The next morning the bagpipes are once more replaced with 40s music. I swear, I will figure out what the trigger for this soundtrack change means. Everyone is suited up to hunt boars. Claire is unimpressed. The tracking party forms a line and clang their way into the foggy forest. Someone is getting gored…the camera keeps cutting back to Tweedle Hagrid and I am in mortal fear for his life.

Awwwww look at the little piggies! They”re so cute! And deadly! Run away!

Claire was brought along for when the men inevitably got seriously injured and it doesn”t take long before the worst happens. Geordie is down. We miss exactly what happened but are front and center for the gruesome aftermath. He”s bleeding out from the leg and his lower intestines are now on the outside.

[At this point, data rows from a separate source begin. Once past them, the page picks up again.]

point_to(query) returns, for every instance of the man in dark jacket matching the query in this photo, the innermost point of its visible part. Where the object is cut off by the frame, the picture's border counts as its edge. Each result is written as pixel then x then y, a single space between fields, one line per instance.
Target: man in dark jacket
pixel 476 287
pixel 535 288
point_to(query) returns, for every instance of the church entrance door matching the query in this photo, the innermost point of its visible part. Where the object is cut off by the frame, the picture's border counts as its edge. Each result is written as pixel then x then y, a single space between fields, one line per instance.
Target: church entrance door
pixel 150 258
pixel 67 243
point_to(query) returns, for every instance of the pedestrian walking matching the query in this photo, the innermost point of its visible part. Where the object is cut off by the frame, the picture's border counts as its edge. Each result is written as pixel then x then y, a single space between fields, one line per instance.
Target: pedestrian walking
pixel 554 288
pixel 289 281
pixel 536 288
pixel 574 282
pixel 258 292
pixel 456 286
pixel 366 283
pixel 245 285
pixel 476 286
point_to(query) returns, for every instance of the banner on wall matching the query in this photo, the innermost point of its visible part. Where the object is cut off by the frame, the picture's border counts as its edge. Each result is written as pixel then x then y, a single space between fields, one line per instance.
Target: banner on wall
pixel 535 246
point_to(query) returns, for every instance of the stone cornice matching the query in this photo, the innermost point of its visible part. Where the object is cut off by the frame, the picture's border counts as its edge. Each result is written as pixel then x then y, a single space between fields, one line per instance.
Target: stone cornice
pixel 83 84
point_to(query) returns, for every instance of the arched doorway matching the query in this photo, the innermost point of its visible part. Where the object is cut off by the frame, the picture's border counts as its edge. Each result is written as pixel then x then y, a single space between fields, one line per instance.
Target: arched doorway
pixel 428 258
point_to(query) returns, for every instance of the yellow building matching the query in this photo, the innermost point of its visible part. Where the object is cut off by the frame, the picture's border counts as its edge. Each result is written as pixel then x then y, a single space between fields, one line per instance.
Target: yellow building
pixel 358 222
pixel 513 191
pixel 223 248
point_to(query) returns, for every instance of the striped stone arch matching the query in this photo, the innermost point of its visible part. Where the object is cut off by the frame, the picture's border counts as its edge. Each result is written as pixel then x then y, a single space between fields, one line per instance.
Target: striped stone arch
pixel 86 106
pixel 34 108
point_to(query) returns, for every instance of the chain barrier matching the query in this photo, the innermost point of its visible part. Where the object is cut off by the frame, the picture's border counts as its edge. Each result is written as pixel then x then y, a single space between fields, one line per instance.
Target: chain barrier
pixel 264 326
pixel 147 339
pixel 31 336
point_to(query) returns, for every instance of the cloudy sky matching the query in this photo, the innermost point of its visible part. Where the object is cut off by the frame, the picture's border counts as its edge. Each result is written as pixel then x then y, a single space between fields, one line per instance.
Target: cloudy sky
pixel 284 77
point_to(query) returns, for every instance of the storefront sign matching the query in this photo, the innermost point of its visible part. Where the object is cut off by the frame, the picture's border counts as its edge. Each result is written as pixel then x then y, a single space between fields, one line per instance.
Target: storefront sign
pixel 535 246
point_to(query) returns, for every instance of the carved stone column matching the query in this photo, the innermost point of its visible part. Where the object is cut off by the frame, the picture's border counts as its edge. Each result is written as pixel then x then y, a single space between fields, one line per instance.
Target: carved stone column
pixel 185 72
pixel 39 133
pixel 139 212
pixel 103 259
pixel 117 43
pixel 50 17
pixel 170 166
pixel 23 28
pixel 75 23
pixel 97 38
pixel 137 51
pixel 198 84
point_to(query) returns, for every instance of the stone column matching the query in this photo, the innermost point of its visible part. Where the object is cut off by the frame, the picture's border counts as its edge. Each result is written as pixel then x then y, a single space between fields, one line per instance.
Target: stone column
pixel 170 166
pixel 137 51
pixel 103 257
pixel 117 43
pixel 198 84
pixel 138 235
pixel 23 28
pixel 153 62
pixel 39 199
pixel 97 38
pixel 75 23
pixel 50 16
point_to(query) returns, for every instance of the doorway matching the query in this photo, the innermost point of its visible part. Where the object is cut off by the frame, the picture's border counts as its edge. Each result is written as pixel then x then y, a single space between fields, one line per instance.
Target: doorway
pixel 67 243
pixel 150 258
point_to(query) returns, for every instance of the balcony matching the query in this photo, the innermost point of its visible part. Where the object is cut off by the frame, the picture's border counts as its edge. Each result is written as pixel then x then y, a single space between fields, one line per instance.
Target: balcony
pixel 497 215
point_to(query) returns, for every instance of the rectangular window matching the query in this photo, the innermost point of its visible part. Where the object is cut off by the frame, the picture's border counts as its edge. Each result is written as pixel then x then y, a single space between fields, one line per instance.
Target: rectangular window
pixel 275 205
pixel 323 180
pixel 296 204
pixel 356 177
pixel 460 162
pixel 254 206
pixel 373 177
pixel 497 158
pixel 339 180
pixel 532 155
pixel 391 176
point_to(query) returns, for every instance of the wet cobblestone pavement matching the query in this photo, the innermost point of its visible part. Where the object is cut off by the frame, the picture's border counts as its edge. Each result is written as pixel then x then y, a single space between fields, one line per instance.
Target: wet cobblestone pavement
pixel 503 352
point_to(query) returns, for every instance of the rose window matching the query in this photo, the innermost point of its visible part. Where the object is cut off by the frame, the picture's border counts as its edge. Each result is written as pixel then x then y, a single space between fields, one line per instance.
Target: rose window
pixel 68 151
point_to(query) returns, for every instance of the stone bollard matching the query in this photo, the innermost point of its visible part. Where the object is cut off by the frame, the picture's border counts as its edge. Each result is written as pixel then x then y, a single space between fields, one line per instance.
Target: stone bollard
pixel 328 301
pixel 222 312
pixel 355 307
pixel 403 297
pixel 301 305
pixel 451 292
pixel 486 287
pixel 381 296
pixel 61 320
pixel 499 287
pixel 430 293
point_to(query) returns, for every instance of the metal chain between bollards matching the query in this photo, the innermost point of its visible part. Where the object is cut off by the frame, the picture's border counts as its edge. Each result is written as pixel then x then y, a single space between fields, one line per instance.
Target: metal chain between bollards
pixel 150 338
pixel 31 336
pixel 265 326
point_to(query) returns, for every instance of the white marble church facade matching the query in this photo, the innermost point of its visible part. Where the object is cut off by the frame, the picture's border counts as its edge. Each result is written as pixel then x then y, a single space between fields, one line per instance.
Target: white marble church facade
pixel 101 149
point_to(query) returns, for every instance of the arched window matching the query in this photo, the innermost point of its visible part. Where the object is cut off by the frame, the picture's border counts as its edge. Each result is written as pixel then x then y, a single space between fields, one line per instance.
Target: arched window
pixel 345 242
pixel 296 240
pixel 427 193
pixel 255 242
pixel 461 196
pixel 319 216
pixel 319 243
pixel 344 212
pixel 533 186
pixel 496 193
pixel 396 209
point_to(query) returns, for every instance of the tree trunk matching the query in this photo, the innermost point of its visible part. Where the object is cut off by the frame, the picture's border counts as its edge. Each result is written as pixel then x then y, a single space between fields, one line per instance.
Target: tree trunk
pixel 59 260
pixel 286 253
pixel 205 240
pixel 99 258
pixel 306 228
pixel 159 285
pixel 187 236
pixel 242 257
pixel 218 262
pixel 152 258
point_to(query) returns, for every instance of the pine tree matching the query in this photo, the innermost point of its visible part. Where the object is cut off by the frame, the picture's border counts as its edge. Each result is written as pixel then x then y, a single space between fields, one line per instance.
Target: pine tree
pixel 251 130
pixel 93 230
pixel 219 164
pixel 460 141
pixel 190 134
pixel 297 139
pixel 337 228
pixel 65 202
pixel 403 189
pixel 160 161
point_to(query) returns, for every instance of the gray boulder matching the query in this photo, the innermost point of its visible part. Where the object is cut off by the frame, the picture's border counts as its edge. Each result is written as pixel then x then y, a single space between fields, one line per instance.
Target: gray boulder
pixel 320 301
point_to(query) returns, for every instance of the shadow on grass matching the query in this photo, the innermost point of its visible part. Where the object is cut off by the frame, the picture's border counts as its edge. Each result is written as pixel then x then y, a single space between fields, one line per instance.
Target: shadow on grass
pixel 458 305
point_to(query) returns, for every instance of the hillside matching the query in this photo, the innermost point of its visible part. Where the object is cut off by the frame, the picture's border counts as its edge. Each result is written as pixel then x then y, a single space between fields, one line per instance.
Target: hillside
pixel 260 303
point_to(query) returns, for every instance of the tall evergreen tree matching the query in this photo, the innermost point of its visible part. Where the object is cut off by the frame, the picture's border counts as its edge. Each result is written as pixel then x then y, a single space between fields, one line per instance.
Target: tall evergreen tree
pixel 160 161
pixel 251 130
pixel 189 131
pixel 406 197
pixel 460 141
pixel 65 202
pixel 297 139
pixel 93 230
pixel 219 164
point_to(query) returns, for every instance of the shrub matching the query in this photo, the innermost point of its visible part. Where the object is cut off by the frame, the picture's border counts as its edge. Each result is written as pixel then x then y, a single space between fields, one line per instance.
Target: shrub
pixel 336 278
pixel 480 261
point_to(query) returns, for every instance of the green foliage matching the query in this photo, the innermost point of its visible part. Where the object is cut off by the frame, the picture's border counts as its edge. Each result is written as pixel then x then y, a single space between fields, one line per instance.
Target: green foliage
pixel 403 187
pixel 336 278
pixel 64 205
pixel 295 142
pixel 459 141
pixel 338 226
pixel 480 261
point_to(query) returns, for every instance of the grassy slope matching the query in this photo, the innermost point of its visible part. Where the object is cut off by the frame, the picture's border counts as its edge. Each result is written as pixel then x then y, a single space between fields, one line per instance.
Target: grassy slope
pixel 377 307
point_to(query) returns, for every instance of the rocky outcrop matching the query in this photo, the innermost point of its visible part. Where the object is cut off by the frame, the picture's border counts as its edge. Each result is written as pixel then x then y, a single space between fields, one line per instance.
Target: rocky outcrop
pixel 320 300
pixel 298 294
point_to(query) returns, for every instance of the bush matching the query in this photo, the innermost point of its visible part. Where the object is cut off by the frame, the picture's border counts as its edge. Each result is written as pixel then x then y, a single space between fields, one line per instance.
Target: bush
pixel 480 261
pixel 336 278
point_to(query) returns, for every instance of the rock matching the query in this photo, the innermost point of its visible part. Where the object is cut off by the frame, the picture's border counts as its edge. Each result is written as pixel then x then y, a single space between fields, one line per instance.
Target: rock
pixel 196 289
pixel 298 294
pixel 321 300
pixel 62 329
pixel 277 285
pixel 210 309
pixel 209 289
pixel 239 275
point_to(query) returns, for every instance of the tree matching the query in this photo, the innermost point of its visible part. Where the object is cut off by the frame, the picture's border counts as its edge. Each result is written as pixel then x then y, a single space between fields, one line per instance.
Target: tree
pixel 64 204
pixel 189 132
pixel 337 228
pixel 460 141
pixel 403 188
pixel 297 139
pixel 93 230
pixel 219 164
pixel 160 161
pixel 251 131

I”ve got nothing funny to say about this scene. This was legitimately hard to watch. To see a man on the edge of life and staying with him until the end. Television and movies have a tendency to gloss over death, to speed it up and get back to the action. But not “Outlander.” Instead it devotes nearly 5 minutes to how agonizing it is to watch the life slowly drain out of a friend, knowing there is nothing you can do to stop it. It humanizes Dougal and shows Claire at her war nurse best as they ease Geordie away from fear in his last moments. It was a difficult but brave thing “Outlander” did here. As George RR Martin says, death should matter.

The hunt over, the party returns to Castle Leoch where Jamie and some others are playing a ball game. It looks like a cross between golf and street hockey and is a jarring contrast to the tragedy we just left. Dougal agrees. Stripping down, he joins in but it quickly goes from friendly game to barely repressed grage (grief and rage combined…it should totally be a word). Claire and Tweedle Hagrid watch from the sidelines – looking 800% over it – as Dougal and Jamie basically beat the snot out of each other with sticks and fists in a bizarre dominance play. Jamie wins and good thing too. Another 10 seconds and everyone in the tri-county area would”ve drowned in testosterone.

Sometime later, Dougal visits Claire in her dungeon/office, interrupting her internal monologue about trying again to escape. Turns out game recognizes game, even in the 18th century. Dougal is grateful for Claire”s help in the woods and is shocked to have discovered she”s had plenty of experience seeing men die violent deaths. As a begrudging show of respect, Dougal wants her tag along to collect the rents from tenants. It might not sound like a dangerous job, but I”ve got feeling we”ll be coming up close and personal with Jonathan “Black Jack” Randall and his goons very soon.

We end with the tax party heading out at first light, Claire looking fabulous is in what is obviously Letitia”s fanciest white fur coat. 

What did you guy”s think? Do the clansmen need name tags or am I just awful with faces? Should we trust Dougal? Or Gilly? How long until Claire”s beautiful white fur coat has bloodstains on it?